Vladimir Dinets (e-mail, 2004.11.14) reports trees in Pakistan up to 50 m tall.
The oldest known living specimen, 612 years, was documented in a tree-ring chronology covering the period 1394-2005 (crossdated after 1410), collected near Chera Gilgit, Pakistan by Edward R. Cook, Jonathan G. Palmer, and Moinuddin Ahmed (doi.org/10.25921/sz6f-6k55). This site was used in a dendroclimatic temperature reconstruction (PAGES 2k Consortium 2013).
No data as of 2023.11.06.
Vladimir Dinets (e-mail, 2004.1.14) reports that Kalam, in Pakistan's Swat Valley, has a large forest of Cedrus deodara with some Picea smithiana and Pinus wallichiana. He also found it growing along the trail to Nanga Parbat Base Camp. "The trailhead is accessible from Gilgit by a hired jeep, or from Raikot Bridge on the Karakoram Highway by hitchhiking (early morning only). Near the trailhead are some Pinus gerardiana, Juniperus semiglobosa and Cupressus torulosa, higher up - Pinus wallichiana and Picea smithiana (slim, but up to 50 m tall)." See Dinets (2004) for further detail.
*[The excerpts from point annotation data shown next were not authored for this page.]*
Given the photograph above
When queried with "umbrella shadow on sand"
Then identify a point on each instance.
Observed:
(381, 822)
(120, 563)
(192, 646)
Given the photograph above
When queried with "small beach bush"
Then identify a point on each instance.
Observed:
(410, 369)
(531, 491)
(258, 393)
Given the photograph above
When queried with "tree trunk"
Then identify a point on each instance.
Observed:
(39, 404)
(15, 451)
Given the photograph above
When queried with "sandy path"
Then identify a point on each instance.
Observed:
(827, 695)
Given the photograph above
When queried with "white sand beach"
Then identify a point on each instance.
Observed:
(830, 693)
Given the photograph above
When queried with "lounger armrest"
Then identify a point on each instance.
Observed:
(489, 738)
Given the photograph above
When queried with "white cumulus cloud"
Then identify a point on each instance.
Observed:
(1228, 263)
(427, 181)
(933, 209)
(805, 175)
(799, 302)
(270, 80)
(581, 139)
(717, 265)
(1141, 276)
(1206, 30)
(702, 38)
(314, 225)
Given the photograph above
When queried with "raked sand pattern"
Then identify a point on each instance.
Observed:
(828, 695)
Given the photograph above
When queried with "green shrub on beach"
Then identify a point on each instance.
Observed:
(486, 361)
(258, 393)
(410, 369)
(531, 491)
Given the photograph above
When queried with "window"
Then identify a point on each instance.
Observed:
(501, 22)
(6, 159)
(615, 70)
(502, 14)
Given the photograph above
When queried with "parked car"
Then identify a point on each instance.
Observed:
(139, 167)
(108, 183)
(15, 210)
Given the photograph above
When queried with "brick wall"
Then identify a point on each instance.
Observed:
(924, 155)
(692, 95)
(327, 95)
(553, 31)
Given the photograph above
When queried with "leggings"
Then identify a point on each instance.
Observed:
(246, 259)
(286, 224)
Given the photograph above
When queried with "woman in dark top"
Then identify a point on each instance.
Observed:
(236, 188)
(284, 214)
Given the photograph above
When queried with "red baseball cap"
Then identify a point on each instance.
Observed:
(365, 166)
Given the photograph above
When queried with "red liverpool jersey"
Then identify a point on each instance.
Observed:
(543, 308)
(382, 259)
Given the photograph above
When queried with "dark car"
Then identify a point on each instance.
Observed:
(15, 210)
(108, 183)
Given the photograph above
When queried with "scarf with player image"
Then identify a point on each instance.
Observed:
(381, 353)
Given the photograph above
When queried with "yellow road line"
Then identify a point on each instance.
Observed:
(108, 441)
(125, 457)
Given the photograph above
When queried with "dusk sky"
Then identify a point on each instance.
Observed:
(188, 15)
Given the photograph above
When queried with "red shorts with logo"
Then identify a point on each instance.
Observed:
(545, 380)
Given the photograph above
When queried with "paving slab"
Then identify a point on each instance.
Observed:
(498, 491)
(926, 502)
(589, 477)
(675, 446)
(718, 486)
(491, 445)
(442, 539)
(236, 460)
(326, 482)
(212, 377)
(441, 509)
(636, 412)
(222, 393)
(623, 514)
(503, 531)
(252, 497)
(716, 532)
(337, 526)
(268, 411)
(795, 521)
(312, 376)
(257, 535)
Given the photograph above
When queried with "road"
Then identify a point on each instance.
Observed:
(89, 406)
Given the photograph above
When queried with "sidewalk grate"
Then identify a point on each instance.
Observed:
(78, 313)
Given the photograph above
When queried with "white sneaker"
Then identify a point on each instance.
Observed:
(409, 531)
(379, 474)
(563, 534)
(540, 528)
The epithet remembers James Edward Smith (1759-1828), founder of the Linnaean Society of London (Wallich 1832).
Boissier, E. 1884. Flora Orientalis 5:700, accessed 2020.11.28.
Dinets, Vladimir. 2004. Ramadan in Pakistan. http://dinets.travel.ru/eibex.htm, accessed 2004.11.28, now defunct.
PAGES 2k Consortium. 2013. Continental-scale temperature variability during the past two millennia. Nature Geoscience 6:339-346. doi: 10.1038/NGEO1797
Wallich, N. 1832. Plantae Asiaticae rariores, or, Descriptions and figures of a select number of unpublished East Indian plants. Available: Biodiversity Heritage Library, accessed 2020.11.28 (see also illustration no. 246).
Elwes and Henry 1906-1913 at the Biodiversity Heritage Library. This series of volumes, privately printed, provides some of the most engaging descriptions of conifers ever published. Although they only treat species cultivated in the U.K. and Ireland, and the taxonomy is a bit dated, still these accounts are thorough, treating such topics as species description, range, varieties, exceptionally old or tall specimens, remarkable trees, and cultivation. Despite being over a century old, they are generally accurate, and are illustrated with some remarkable photographs and lithographs.